Das mochte vielleicht verständlich sein, gefiel aber den führenden Politikern in Paris, zumal dem Kardinal Mazarin, nicht im allermindesten. Die Affäre nahm nunmehr eine bedrohliche Wendung. Frankreich sandte 12000 Mann frischer Truppen zur Belagerung der südtoskanischen Hafenstadt Orbetello, um deren Besitz man sich seit längerer Zeit mit Spanien stritt. Es war bisher ein einigermaßen lustlos geführter Nebenkrieg des ganz Europa erschütternden Konfliktes zwischen den beiden Großmächten, der sich schon einige Jahre matt und ereignisarm in die Länge zog, nun aber mit einem Schlag an Interesse gewann. Denn Orbetello lag ganz in der Nähe des Kirchenstaates. Mazarin ließ dem Papst ausrichten, dass die frischen Truppen für einige Unruhe im Kirchenstaat sorgen könnten, wenn dem König nicht Genugtuung geleistet werde. Das war eine kaum noch verhüllte Kriegsdrohung. In Rom bekam man Angst. Eine Reihe von Kardinälen wies den Papst auf die kaum abschätzbaren Gefahren hin und auch Angehörige des römischen Adels drängten mit Nachdruck auf eine diplomatische Lösung.

Zähneknirschend gab Innozenz X. nach, erklärte sich zu neuen Verhandlungen bereit – und musste feststellen, dass die Franzosen inzwischen eine neue Forderung erhoben: die Amnestierung der Barberini-Brüder! Es war damit endgültig klar, dass die Genugtuungsforderungen für die Verletzung der Botschaftsimmunität nur ein Vorwand für die Demütigung des Papstes war, aber was nützte den Römern alle moralische Entrüstung. Die Macht in Form der stärkeren Bataillone war auf Seiten der Franzosen und hat noch selten nach Recht und Moral gefragt. Wenn der Papst glaubte, längst überholte Suprematieansprüche erheben zu können, so war es aus Sicht des Pariser Hofes höchste Zeit, ihn über die realen Machtverhältnisse aufzuklären.
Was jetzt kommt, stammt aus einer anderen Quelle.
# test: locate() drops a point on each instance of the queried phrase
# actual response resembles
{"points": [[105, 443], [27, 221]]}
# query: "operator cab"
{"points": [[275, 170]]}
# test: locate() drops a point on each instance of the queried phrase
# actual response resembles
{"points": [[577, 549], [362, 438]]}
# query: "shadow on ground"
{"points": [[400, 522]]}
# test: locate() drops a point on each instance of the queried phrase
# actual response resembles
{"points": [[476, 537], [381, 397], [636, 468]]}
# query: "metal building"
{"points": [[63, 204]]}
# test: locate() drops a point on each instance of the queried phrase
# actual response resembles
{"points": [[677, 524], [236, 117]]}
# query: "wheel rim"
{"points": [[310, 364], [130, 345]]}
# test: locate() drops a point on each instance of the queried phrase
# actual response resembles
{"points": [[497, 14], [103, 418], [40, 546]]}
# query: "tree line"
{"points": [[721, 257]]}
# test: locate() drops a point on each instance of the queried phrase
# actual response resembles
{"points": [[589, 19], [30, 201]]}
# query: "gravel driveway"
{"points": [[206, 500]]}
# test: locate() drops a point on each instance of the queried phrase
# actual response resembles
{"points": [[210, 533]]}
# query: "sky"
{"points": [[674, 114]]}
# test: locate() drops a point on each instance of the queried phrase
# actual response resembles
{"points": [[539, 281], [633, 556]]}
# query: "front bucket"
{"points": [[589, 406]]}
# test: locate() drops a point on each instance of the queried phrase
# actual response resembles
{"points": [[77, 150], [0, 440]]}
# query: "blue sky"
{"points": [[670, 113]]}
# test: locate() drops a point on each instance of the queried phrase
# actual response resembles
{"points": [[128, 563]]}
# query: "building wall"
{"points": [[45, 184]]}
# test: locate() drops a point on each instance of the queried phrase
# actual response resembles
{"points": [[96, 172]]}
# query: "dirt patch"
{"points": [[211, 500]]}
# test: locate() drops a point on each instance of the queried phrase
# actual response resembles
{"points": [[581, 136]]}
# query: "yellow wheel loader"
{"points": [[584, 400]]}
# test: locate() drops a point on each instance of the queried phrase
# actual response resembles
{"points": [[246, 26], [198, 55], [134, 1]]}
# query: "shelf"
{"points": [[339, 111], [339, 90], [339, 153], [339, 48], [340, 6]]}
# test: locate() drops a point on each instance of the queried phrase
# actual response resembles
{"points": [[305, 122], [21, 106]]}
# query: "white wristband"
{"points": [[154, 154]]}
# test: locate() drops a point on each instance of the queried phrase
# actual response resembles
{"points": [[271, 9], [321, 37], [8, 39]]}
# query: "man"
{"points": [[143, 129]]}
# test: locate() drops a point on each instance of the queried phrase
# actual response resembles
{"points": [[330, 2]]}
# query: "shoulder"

Die Lektion fiel bitter aus. Innozenz’ X. Kompromissvorschlag, den inzwischen nach Rom zurückgekehrten und weniger belasteten Kardinal Francesco Barberini wieder in seine Ämter einzusetzen, nicht jedoch den besonders frankophilen Antonio, wurde rundweg abgelehnt. Vollständige Rehabilitierung beider Kardinäle, so lautete die kategorische Forderung, und am Ende wurde sie erfüllt. Damit endete die Affäre, eine der vielen diplomatischen Niederlagen, die das Papsttum im 17. Jahrhundert erlitt und die seinen unaufhaltsamen Abstieg von einer europäischen Großmacht zu einem italienischen Kleinstaat markierten. Selbst die persönliche Demütigung blieb Innozenz X., der den Kampf so vermessen-hochgemut begonnen hatte, nicht erspart. Henry d’Étampes-Valençay, den arroganten französischen Botschafter, musste er nach Rom zurückrufen und sich weiterhin während der Audienzen über dessen Unverschämtheiten ärgern.